Pages

Thursday, September 23, 2010

Nightmares

I thought it'd be impossible to experience something as scary as Flower's terrifying rain/lightning level; naturally that means my dreams last night managed to top it. Last night's dreams were about Von Neumann machines taking over civilization and I was the only one who realized what was happening. These particular machines started out small and masqueraded as friendly pets who loved to eat anything, growing bigger and bigger. They looked like small red gift boxes, with teeth. I'm still not sure if they were actually malign - it all seemed to happen offscreen, or perhaps because I was so paranoid about them.
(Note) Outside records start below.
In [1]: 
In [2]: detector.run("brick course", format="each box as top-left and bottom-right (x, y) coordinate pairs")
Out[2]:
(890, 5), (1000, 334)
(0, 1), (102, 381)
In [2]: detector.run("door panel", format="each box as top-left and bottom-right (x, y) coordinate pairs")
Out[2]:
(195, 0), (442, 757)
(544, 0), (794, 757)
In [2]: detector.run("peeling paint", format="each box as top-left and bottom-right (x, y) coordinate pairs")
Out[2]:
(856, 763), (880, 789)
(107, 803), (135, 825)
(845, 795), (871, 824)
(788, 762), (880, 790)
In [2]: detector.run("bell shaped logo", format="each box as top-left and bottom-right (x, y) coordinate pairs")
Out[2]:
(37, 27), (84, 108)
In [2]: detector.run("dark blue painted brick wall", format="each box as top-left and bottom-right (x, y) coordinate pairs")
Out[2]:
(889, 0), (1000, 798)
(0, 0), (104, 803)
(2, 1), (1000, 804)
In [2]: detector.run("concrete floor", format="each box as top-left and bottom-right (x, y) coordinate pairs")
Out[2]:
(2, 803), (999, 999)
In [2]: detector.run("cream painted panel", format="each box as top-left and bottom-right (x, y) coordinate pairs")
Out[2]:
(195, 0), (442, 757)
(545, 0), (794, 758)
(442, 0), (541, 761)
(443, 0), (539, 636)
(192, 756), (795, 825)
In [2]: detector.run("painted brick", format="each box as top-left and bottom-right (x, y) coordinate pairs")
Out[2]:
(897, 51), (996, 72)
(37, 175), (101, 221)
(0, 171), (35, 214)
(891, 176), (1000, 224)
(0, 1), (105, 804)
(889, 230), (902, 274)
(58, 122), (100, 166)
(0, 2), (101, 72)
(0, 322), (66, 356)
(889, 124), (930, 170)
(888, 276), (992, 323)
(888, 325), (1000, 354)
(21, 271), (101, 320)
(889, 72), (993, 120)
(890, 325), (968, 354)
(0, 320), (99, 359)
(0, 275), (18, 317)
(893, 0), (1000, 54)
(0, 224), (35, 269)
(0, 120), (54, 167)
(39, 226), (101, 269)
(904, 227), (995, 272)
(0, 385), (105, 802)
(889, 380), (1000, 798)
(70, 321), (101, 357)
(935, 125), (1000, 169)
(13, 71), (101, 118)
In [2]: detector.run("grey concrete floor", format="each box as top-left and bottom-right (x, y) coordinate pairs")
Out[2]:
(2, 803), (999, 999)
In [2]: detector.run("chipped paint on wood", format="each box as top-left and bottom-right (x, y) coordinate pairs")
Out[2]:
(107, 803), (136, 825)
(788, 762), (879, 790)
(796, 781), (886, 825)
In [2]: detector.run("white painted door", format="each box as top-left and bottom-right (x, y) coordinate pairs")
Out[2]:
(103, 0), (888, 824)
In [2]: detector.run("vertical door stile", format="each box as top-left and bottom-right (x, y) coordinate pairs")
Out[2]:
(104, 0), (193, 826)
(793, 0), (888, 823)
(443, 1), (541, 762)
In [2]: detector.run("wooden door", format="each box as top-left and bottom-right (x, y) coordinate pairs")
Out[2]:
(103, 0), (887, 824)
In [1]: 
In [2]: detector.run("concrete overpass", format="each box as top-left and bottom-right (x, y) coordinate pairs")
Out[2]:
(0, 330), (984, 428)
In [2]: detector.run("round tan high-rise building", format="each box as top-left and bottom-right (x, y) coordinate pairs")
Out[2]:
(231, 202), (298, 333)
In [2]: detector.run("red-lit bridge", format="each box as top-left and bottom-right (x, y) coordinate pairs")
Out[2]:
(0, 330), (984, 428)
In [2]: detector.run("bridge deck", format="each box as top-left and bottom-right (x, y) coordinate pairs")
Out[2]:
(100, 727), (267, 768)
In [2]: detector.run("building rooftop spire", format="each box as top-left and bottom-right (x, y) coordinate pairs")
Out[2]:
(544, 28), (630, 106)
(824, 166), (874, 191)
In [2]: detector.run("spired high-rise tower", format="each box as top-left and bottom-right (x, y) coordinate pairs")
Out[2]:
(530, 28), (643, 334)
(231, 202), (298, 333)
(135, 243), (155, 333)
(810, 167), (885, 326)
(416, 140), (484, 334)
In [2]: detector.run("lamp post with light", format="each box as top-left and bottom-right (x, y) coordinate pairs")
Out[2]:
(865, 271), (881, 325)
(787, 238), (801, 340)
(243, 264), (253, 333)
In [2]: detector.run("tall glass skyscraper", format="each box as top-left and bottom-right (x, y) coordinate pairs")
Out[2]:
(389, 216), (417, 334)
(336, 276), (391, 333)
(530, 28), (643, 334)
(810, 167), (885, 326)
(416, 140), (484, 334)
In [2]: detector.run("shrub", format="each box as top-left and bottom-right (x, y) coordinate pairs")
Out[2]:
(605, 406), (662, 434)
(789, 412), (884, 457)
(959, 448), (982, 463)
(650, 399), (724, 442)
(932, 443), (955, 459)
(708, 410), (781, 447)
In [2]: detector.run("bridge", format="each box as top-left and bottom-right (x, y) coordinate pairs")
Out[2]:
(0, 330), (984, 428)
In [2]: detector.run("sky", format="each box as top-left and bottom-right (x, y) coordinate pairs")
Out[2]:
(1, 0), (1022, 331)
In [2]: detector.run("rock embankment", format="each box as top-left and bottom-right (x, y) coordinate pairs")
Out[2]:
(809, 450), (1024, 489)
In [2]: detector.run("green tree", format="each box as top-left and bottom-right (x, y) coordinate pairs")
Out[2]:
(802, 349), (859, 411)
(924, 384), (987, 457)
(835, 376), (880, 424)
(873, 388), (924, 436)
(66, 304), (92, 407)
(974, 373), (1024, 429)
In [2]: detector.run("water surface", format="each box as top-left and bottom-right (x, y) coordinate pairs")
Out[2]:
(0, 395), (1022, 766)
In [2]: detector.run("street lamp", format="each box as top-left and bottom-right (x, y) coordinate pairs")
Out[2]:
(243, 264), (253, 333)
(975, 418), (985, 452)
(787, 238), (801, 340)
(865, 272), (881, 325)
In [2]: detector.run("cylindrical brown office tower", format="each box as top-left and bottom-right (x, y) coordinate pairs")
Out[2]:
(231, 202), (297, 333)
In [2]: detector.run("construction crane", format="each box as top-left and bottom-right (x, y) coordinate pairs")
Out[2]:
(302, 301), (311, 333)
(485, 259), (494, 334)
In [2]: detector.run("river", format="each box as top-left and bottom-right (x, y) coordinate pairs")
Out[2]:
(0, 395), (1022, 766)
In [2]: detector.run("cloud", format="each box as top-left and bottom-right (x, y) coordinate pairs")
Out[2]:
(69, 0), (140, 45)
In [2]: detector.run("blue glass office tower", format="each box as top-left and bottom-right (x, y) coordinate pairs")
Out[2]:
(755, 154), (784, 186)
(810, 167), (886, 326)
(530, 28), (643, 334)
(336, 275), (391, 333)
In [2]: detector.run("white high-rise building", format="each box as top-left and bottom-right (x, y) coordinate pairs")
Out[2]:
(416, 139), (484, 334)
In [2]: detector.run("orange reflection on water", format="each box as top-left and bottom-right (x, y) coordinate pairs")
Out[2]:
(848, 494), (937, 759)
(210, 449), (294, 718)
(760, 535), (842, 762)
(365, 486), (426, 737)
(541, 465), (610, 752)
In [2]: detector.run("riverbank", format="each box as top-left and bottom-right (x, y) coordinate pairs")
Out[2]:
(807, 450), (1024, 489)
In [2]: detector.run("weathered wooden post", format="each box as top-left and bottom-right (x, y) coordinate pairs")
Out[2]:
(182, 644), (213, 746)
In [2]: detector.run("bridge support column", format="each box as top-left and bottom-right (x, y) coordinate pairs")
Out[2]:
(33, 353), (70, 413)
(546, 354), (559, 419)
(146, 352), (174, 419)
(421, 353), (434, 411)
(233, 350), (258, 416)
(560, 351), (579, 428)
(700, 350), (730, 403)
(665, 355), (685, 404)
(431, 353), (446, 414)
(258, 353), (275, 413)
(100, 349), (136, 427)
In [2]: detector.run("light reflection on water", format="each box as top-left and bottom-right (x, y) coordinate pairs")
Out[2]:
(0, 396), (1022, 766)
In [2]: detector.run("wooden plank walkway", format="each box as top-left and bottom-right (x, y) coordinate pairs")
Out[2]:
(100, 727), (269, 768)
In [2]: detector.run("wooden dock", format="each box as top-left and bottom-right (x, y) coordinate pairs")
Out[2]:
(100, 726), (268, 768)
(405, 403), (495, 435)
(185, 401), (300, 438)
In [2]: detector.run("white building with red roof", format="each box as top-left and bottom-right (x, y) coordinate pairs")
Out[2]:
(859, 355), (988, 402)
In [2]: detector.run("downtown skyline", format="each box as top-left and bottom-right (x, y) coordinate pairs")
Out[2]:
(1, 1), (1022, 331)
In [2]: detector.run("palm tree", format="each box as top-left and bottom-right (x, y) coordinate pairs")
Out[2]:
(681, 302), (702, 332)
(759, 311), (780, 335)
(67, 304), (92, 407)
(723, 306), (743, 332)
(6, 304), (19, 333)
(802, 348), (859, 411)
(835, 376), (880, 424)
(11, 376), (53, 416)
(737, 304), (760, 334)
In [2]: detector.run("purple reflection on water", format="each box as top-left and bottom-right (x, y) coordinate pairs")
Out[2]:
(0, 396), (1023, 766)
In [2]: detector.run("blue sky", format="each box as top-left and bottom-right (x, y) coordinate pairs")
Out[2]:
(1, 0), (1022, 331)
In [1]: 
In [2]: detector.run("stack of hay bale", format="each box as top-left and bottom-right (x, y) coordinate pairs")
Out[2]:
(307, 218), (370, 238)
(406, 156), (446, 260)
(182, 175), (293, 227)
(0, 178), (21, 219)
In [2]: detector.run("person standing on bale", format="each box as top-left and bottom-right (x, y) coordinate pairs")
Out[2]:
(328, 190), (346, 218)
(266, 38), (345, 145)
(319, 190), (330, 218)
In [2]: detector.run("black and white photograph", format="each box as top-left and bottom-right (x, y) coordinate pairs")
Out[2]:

Anyways... I haven't mentioned Flower before, but I should - only picked it up recently, it was one of the original games for the PS3 arcade. The gameplay basically can be described as you playing through the dreams of a flower, where you control a petal and how the wind blows it around. It's absolutely gorgeous and very serene. The only exception is one level near the end, which is absolutely necessary to the story they tell but is also very very scary - you might find it hard to believe how scared one can get for a tiny flower petal [or group of them], but man. Much scarier than hordes of zombies, for sure.

Wednesday, September 22, 2010

Law Enforcement

Howdy all. Just wanted to post a quick link, but also some thoughts. I found this account of a reporter's experience in the LAPD deadly force video simulator very interesting. The simulator sounds very interesting, though he didn't answer some details I would have loved to know - it's apparently a thing with real actors, weapons with laser blanks rather than bullets, etc. More interesting was the perspective the reporter was able to give on what it's like to be law enforcement in that sort of situation. I don't really want to speak specifically of any of the recent cases in the media, as I am not researched enough to comment on them.

What I do want to say is this: Being in law enforcement [and civil service, etc] is a hard job. Thank you to those who can do it, and to those who do it well. It can be hard for many people, myself included, to have empathy for those in that position as the viewpoints and situations involved are so very different from our experience; I hope that I never hold a gun, much less fire it. To those who are entrusted to do that every day, I salute you for having the strength to do your jobs.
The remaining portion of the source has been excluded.